La Principauté de Monaco n'impose aucune condition de nationalité pour l'achat d'un bien immobilier. Qu'il soit citoyen européen, américain, asiatique ou ressortissant d'un autre pays, tout particulier étranger accède au marché monégasque dans les mêmes conditions qu'un acquéreur local. Il n'existe aucun quota, aucune procédure d'autorisation préalable liée au passeport, aucune condition de réciprocité entre États.
Cette ouverture est inscrite dans la tradition juridique de la Principauté et s'applique aussi bien aux personnes physiques qu'aux structures sociétaires. Pour un acheteur étranger, cela signifie qu'aucun délai administratif supplémentaire lié à sa nationalité ne vient allonger le processus d'acquisition. Dès lors que le financement est en place et le bien identifié, la transaction peut poursuivre.
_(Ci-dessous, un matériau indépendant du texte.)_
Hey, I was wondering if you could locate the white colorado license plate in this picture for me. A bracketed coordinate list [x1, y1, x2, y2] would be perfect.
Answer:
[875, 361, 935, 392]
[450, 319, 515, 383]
Si la nationalité ne constitue pas un obstacle, le marché monégasque opère un filtrage naturel par les prix. Selon l'Observatoire de l'Immobilier 2025 publié par l'IMSEE, le prix médian d'une revente en 2025 s'établissait à 4 millions d'euros. En 2025, plus de la moitié des ventes de biens neufs dépassaient 20 millions d'euros. Ce niveau de prix, combiné aux exigences de traçabilité des fonds imposées par la réglementation anti-blanchiment monégasque, constitue le point d'entrée à maîtriser pour tout acheteur étranger.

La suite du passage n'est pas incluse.